Tale condizione si ottiene quando non si è connessi con il proprio account Google ed è sotto queste linee guida che la vision di Google prevede l’utenza si confronti con la Rete durante le navigazioni in modalità “non autenticata”. Pur dovendo trattare informazioni come l’indirizzo IP e i cookie, allo scopo di poter gestire l’erogazione del servizio, in tali condizioni Google assicura di non operare alcuna connessione, alcuna aggregazione, insomma nessun impiego di tali dati.
Il criterio “pseudonimo”, uno dei grandi benefici offerti dalla Rete – sottolineano – ha permesso di esprimersi liberamente, dichiarando in piena libertà una propria condizione di malessere fisico, una richiesta di aiuto o qualunque altra diffusione di informazioni in relazione alla quale non si desidera che il pubblico possa direttamente porre in connessione chi estende tali informazioni e la relativa identità personale corrispondente.
Ciò corrisponde a una condizione in cui esiste un’identità ben precisa ma non correlata ad alcuna identità fisica esistente al di fuori della Rete, chiariscono da Mountain View.

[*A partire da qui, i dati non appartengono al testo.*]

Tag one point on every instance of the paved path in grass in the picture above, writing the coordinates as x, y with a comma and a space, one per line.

Un esempio di simile circostanza potrebbe essere l’invio di un video a YouTube o la pubblicazione di un post su Blogger. In altri termini, Google sa chi è l’utente, ma il grande pubblico no, né ha alcun modo per saperlo.

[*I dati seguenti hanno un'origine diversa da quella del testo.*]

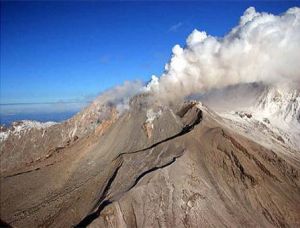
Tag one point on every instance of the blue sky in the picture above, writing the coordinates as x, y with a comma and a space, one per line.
71, 51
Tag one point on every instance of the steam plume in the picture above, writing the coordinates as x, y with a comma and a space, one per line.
261, 48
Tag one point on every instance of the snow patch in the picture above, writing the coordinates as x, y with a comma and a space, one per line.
21, 127
151, 116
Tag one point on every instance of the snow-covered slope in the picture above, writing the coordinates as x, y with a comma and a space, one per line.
273, 120
280, 104
20, 127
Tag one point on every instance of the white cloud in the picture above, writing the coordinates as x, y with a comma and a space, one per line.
175, 27
261, 48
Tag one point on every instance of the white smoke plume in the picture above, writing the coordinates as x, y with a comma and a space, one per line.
261, 48
120, 95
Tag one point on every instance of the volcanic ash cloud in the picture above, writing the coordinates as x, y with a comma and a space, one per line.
262, 48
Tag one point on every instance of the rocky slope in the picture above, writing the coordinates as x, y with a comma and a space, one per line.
151, 166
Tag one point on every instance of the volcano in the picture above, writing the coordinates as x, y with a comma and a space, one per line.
155, 165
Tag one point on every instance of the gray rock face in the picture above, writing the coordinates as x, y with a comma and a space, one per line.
155, 166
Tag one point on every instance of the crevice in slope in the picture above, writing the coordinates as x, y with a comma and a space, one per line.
185, 130
105, 202
101, 203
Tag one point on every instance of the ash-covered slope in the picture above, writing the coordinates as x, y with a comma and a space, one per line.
152, 166
273, 117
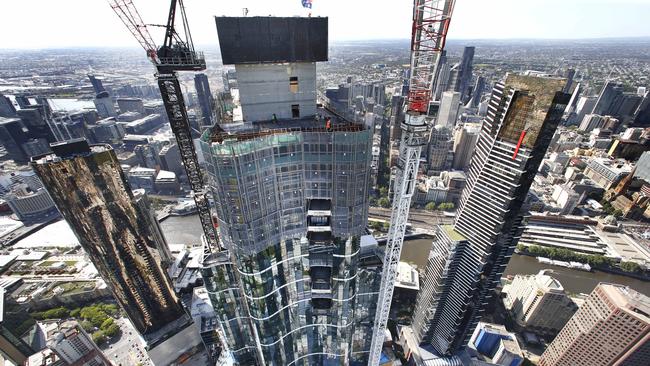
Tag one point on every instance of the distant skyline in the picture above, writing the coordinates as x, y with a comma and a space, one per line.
91, 23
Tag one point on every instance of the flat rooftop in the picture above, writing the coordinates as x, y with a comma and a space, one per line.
453, 234
318, 123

Infine, il terzo criterio: quello “identificato”. Esso si impiega quando si vuole condividere o pubblicare qualsiasi informazione ma, al contempo, si desidera che chi riceve tale informazione possa sapere con esattezza chi l’ha estesa. L’esempio che porta Google è quello dell’impiego di strumenti come CheckOut (per chi non lo conosce: un sistema di pagamento, ndR): in tale scenario, risulta indispensabile che l’identità della persona sia esatta, completa e ben conosciuta tra chi eroga il servizio e chi ne fruisce e ciò non significa che, al contempo, tale dichiarata identità sia a disposizione del grande pubblico.
Non è questa – chiariscono – l’unica circostanza in cui l’associazione esatta e completa tra persona e identità online risulti opportuno sia completa e totale: per esempio, nel caso in cui si partecipi a una qualsiasi iniziativa all’interno di una qualsiasi community, il sapere di avere a che fare con altre persone tutte regolarmente identificate (o meno) può far decidere se partecipare (o meno) alla suddetta iniziativa in maniera radicalmente diversa.

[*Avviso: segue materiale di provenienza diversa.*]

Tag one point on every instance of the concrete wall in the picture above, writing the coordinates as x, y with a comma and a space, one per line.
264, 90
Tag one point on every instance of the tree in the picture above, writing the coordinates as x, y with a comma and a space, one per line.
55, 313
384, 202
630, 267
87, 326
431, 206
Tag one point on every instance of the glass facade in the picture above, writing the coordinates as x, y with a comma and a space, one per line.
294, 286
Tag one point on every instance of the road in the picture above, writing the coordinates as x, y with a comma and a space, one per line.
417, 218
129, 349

Questo chiarimento, che molti potrebbero considerare “parole al vento”, è invece di grande valore: esso stigmatizza una posizione consapevole, alla quale un gigante come Google mai potrebbe sottrarsi dovendo confrontarsi con strumenti normativi di varia foggia, in quanto disseminati praticamente in ogni paese del mondo. Per “accontentarli” tutti e farlo contemporaneamente, non c’è che il mezzo dell’estrema trasparenza: è esattamente questo che BigG ha cercato di far giungere agli occhi dei suoi utenti, nella speranza che una maggiore consapevolezza dello scenario alle spalle possa conferire anche ai più timorosi quella fiducia necessaria per impiegare appieno tutti gli strumenti di una Internet moderna.